In München haben Angehörige, Kollegen und Weggefährten Abschied von Mario Adorf genommen. Der Schauspieler war am 8. April im Alter von 95 Jahren in Frankreich gestorben. Die Trauerfeier fand in der Kirche St. Michael statt, einem Ort, der für Adorf eine besondere Bedeutung hatte.
Bewegende Reden und Erinnerungen
Iris Berben begann ihre Trauerrede mit den Worten „Ach, liebster Mario“. Sie beschrieb ihn als „Komplizen der Kunst und des Lebens“. Axel Milberg erinnerte sich an ein gemeinsames Mittagessen mit Adorf und dessen Frau Monique in Paris Ende 2024. Adorfs Verleger Helge Malchow verlas eine Kurzgeschichte, die der Schauspieler und Schriftsteller kurz vor seinem Tod verfasst hatte.
Adorfs eigene Abschiedsworte
Sein Manager Michael Stark zitierte Adorfs Worte: „Erst wenn es so weit ist, merken wir, dass wir uns unser Leben lang für unsterblich hielten.“ Adorf habe das Ende annehmen wollen, ohne zu jammern und ohne zu sagen: „Schon? Warum? Es war doch so schön.“
Beisetzung in St. Tropez
Adorf, der auch eine Wohnung in München besaß, wird nicht in der bayerischen Landeshauptstadt beigesetzt, sondern an der französischen Mittelmeerküste in St. Tropez. Seine Witwe Monique Faye stammt aus Südfrankreich, das Paar lebte in Paris. Neben seiner Frau und seiner Tochter Stella, die ihre Rede mit den Worten „Vielen Dank, Mario, vielen Dank, Papi - für alles“ abschloss, waren auch Prominente wie Senta Berger, Günter Netzer, Veronica Ferres und David Dietl in der Kirche St. Michael anwesend.

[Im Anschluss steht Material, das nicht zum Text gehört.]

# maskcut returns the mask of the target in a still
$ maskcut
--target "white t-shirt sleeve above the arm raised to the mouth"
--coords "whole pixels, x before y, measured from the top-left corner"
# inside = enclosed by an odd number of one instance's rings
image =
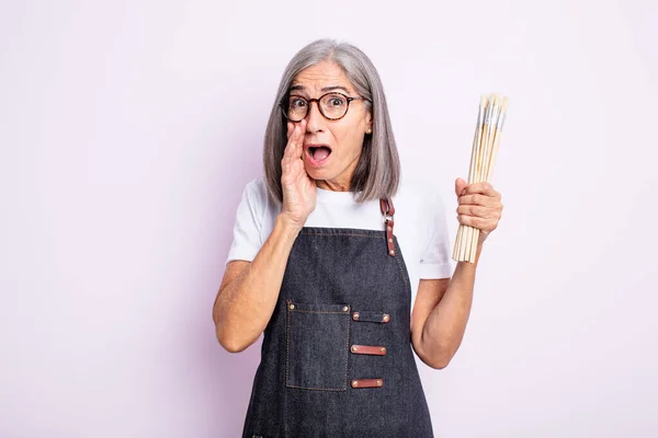
[[[242,192],[236,212],[234,240],[225,265],[237,260],[251,262],[262,246],[260,231],[266,203],[266,192],[263,193],[261,187],[263,184],[262,181],[253,180]]]

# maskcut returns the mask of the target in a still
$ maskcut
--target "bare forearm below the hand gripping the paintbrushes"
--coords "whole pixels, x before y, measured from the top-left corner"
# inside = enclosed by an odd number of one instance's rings
[[[422,350],[435,368],[447,366],[466,330],[475,274],[481,252],[478,245],[475,263],[458,262],[441,301],[430,312],[422,330]]]

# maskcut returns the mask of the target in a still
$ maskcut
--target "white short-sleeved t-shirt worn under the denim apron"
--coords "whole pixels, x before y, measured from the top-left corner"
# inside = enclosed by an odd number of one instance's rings
[[[443,200],[423,184],[402,183],[392,198],[394,234],[398,240],[411,283],[411,309],[421,278],[449,278],[453,265]],[[272,200],[262,177],[252,180],[242,193],[226,264],[251,262],[268,240],[281,205]],[[358,204],[352,192],[317,188],[316,208],[306,227],[384,230],[379,200]]]

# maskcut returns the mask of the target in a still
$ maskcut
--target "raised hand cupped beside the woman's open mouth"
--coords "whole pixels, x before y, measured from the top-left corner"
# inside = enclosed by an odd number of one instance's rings
[[[281,186],[283,189],[283,207],[281,215],[298,229],[304,227],[306,218],[315,209],[316,184],[304,166],[304,135],[306,119],[299,123],[287,123],[287,145],[281,160]]]

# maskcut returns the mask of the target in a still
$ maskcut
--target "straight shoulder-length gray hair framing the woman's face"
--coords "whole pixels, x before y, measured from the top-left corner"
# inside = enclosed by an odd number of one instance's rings
[[[283,72],[263,146],[265,183],[270,195],[283,203],[281,160],[287,145],[287,128],[279,103],[287,95],[293,80],[302,70],[325,60],[340,66],[359,95],[370,100],[363,102],[372,111],[373,132],[364,137],[350,191],[358,193],[359,203],[392,197],[397,192],[401,171],[382,80],[363,51],[351,44],[332,39],[318,39],[302,48]]]

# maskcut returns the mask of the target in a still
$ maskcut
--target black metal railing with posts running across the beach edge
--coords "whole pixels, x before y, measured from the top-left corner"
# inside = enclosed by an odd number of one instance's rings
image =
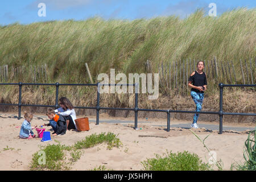
[[[222,134],[222,118],[223,115],[251,115],[256,116],[255,113],[225,113],[223,111],[223,89],[224,87],[255,87],[256,85],[225,85],[220,83],[218,86],[220,88],[220,110],[219,111],[187,111],[187,110],[161,110],[161,109],[140,109],[138,107],[138,89],[139,85],[137,83],[135,84],[100,84],[99,82],[97,84],[60,84],[59,82],[56,82],[55,84],[31,84],[31,83],[10,83],[10,84],[2,84],[0,85],[18,85],[19,86],[19,103],[18,104],[0,104],[0,105],[6,105],[6,106],[18,106],[18,119],[20,119],[21,115],[21,107],[22,106],[31,106],[31,107],[59,107],[58,105],[58,97],[59,97],[59,86],[97,86],[97,105],[95,107],[84,107],[84,106],[75,106],[76,109],[96,109],[96,125],[100,124],[100,110],[133,110],[134,111],[134,129],[138,127],[138,111],[153,111],[153,112],[163,112],[167,113],[167,131],[170,131],[170,122],[171,122],[171,113],[196,113],[196,114],[217,114],[220,118],[220,130],[219,134]],[[22,85],[48,85],[48,86],[56,86],[56,94],[55,94],[55,105],[31,105],[31,104],[22,104]],[[117,107],[101,107],[100,106],[100,92],[99,88],[100,86],[135,86],[135,106],[134,108],[117,108]]]

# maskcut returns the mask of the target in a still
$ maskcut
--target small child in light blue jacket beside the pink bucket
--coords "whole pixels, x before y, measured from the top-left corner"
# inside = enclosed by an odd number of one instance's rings
[[[35,138],[36,135],[33,133],[32,129],[35,129],[37,126],[31,127],[31,121],[33,119],[32,113],[27,113],[24,111],[25,120],[20,127],[19,138],[30,139]]]

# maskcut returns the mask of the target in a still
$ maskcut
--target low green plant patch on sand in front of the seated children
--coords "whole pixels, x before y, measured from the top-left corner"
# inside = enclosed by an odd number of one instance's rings
[[[72,163],[77,162],[81,158],[83,151],[81,149],[94,147],[97,144],[106,142],[107,148],[112,150],[113,147],[122,146],[122,142],[113,133],[100,133],[92,134],[85,137],[84,140],[78,141],[72,146],[61,145],[59,141],[55,140],[58,144],[48,144],[47,146],[40,146],[40,151],[36,152],[32,156],[32,162],[30,164],[30,170],[68,170]],[[41,152],[45,154],[45,163],[39,163]],[[66,162],[68,153],[71,158],[69,162]],[[101,168],[100,168],[101,169]]]

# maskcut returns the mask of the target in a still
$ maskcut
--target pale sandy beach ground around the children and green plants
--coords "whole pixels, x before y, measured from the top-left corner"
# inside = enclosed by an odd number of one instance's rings
[[[78,116],[81,118],[84,116]],[[121,140],[123,146],[119,148],[107,149],[107,144],[83,150],[81,158],[72,166],[71,170],[90,170],[99,166],[105,166],[113,170],[142,170],[141,162],[147,158],[154,158],[155,154],[166,154],[166,151],[183,152],[189,151],[197,154],[203,162],[207,163],[210,156],[203,143],[192,134],[189,129],[171,128],[170,132],[166,131],[166,119],[148,118],[148,122],[140,123],[138,127],[142,130],[134,130],[133,123],[104,123],[96,125],[90,119],[96,119],[95,116],[89,118],[89,131],[67,131],[65,135],[52,137],[51,142],[40,142],[41,138],[19,139],[19,131],[24,118],[18,120],[17,115],[1,114],[0,117],[0,170],[29,170],[32,155],[39,151],[39,146],[47,144],[72,145],[75,142],[84,139],[91,134],[100,134],[102,132],[112,132]],[[110,119],[108,114],[101,114],[100,119]],[[111,118],[122,121],[133,120],[133,118]],[[172,123],[189,123],[190,121],[180,121],[172,119]],[[42,125],[48,123],[46,116],[35,115],[32,125]],[[204,122],[201,122],[204,123]],[[207,123],[207,122],[205,122]],[[217,122],[216,122],[217,124]],[[199,123],[200,125],[200,123]],[[255,124],[232,124],[230,126],[254,127]],[[45,127],[49,131],[51,127]],[[217,160],[222,160],[224,170],[230,170],[233,163],[243,162],[244,142],[247,139],[248,131],[224,131],[218,134],[218,131],[204,128],[192,129],[201,139],[210,136],[205,140],[205,144],[211,150],[216,152]],[[34,133],[36,131],[34,130]],[[52,132],[51,132],[52,133]],[[214,167],[217,170],[217,167]]]

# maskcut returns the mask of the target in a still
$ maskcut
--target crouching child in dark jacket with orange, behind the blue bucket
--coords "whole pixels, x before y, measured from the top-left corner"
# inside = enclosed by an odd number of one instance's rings
[[[53,136],[56,135],[64,135],[67,131],[67,123],[62,115],[55,114],[55,111],[51,108],[47,110],[46,115],[48,116],[49,121],[48,124],[44,124],[43,126],[52,126]]]

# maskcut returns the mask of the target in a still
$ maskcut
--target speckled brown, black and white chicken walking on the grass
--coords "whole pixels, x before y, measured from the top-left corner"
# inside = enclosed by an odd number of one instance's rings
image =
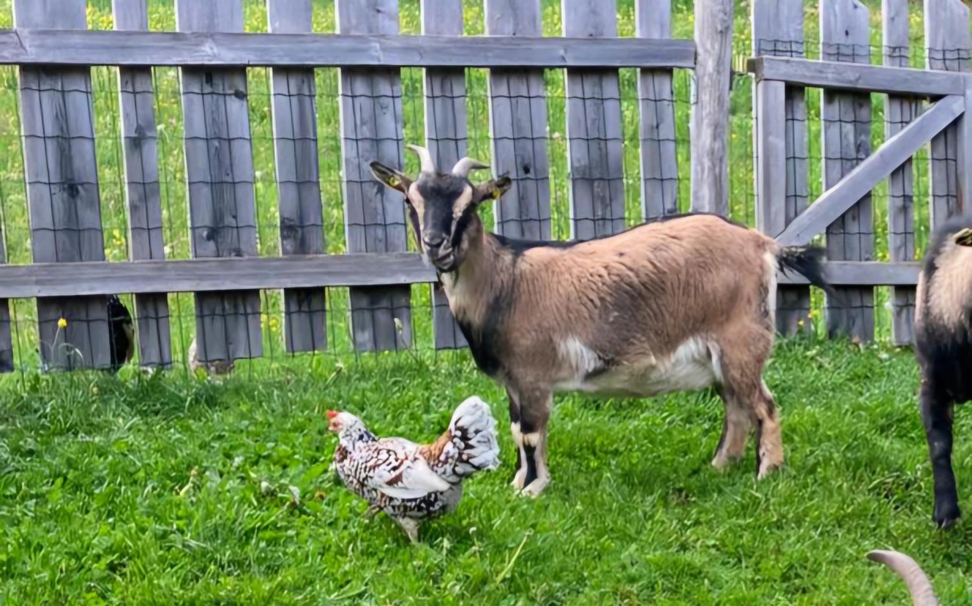
[[[449,428],[432,444],[379,439],[350,413],[328,411],[328,418],[338,436],[337,475],[370,504],[369,515],[384,511],[413,542],[422,520],[456,509],[464,480],[500,464],[496,420],[476,396],[459,405]]]

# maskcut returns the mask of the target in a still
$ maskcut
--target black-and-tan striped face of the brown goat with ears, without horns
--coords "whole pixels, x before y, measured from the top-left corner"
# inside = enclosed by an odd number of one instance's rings
[[[509,188],[501,177],[472,185],[466,177],[424,171],[412,181],[378,162],[371,173],[384,185],[405,194],[415,239],[439,272],[452,272],[469,252],[469,236],[482,223],[476,209],[483,200],[497,199]]]

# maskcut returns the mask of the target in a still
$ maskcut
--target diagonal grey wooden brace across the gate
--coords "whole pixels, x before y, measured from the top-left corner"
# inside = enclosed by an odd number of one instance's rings
[[[827,225],[838,219],[857,200],[918,152],[965,110],[965,96],[949,95],[935,103],[913,122],[901,129],[877,151],[867,156],[836,185],[793,220],[777,240],[784,246],[809,244]]]

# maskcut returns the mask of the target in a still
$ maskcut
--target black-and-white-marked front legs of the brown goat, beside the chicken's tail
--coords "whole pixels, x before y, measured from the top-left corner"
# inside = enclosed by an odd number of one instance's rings
[[[520,449],[520,468],[513,480],[515,488],[522,488],[528,496],[538,496],[550,483],[546,467],[547,420],[553,405],[549,389],[516,389],[519,404],[519,425],[514,426],[513,439]],[[518,431],[517,431],[518,430]]]

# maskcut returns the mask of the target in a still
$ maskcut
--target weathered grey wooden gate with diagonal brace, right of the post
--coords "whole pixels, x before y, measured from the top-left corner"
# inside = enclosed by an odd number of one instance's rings
[[[892,335],[912,340],[915,262],[912,156],[931,144],[932,226],[969,212],[972,195],[972,80],[968,8],[925,0],[926,68],[908,65],[907,0],[883,3],[884,65],[871,64],[867,8],[857,0],[821,0],[818,60],[805,58],[802,0],[753,3],[753,108],[756,117],[756,216],[759,229],[784,245],[825,234],[825,303],[830,334],[874,337],[874,286],[893,286]],[[807,205],[805,88],[821,89],[825,191]],[[869,151],[872,92],[887,95],[884,145]],[[922,102],[927,106],[922,108]],[[923,110],[923,111],[921,111]],[[871,191],[890,178],[890,261],[875,260]],[[809,290],[781,280],[779,328],[793,333],[810,309]]]

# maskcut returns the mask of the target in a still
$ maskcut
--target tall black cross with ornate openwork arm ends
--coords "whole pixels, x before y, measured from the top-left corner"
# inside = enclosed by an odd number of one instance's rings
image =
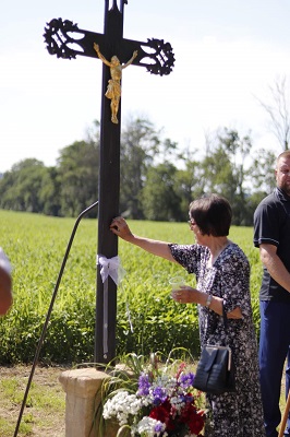
[[[172,47],[164,39],[137,42],[123,38],[123,12],[126,0],[105,0],[105,32],[98,34],[77,27],[72,21],[53,19],[45,27],[45,42],[50,55],[74,59],[77,55],[98,58],[99,48],[107,60],[117,57],[121,64],[131,60],[134,66],[145,67],[153,74],[165,75],[172,71],[174,55]],[[136,56],[133,54],[136,52]],[[133,57],[133,59],[132,59]],[[102,67],[101,119],[100,119],[100,168],[98,255],[108,260],[118,255],[118,239],[109,231],[111,220],[119,215],[120,192],[120,119],[121,101],[118,101],[118,118],[112,122],[112,111],[106,88],[111,80],[108,64]],[[95,361],[108,363],[116,356],[117,285],[108,277],[108,296],[104,293],[100,267],[97,270],[97,302],[95,330]],[[105,317],[104,307],[107,316]],[[105,316],[104,316],[105,315]],[[108,323],[105,321],[108,321]],[[106,331],[106,335],[104,332]],[[108,344],[105,344],[108,343]]]

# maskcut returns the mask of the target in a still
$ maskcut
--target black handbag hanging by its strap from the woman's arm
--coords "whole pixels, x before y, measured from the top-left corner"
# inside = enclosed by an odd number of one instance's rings
[[[223,310],[223,323],[227,332],[227,316]],[[193,387],[206,393],[221,394],[235,391],[234,364],[229,346],[205,345],[197,364]]]

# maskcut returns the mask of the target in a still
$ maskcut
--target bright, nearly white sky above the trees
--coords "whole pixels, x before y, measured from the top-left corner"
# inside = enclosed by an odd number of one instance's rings
[[[111,3],[110,3],[111,4]],[[118,0],[119,4],[119,0]],[[0,173],[25,158],[53,166],[60,150],[100,119],[101,61],[48,54],[52,19],[104,32],[105,0],[14,0],[0,14]],[[254,149],[281,152],[258,99],[290,71],[289,0],[128,0],[123,36],[169,42],[169,75],[130,66],[122,75],[122,123],[149,119],[181,149],[205,147],[219,128],[251,131]]]

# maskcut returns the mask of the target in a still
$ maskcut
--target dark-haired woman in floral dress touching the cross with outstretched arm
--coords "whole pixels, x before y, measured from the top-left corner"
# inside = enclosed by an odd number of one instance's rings
[[[210,426],[206,437],[264,437],[258,381],[256,335],[250,296],[250,264],[243,251],[228,239],[231,208],[217,194],[190,205],[190,226],[195,245],[176,245],[133,235],[122,217],[111,231],[156,256],[178,262],[196,275],[196,288],[172,292],[181,304],[198,304],[201,346],[229,345],[235,365],[235,391],[207,394]],[[222,306],[228,318],[227,333]]]

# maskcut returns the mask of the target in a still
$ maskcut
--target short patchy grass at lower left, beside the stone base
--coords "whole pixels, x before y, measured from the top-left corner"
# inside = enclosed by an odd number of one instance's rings
[[[19,437],[64,437],[65,393],[58,378],[62,368],[37,367],[19,429]],[[0,436],[16,429],[29,366],[0,367]]]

Empfang im Bayerischen Hof
Nach der Trauerfeier war ein Empfang im Nobelhotel Bayerischer Hof geplant – dort, wo Adorf am Pool für Helmut Dietls Serie „Kir Royal“ seine wohl berühmteste Szene drehte. Die Trauerfeier in München war ein letzter bewegender Abschied von einem der größten deutschen Schauspieler.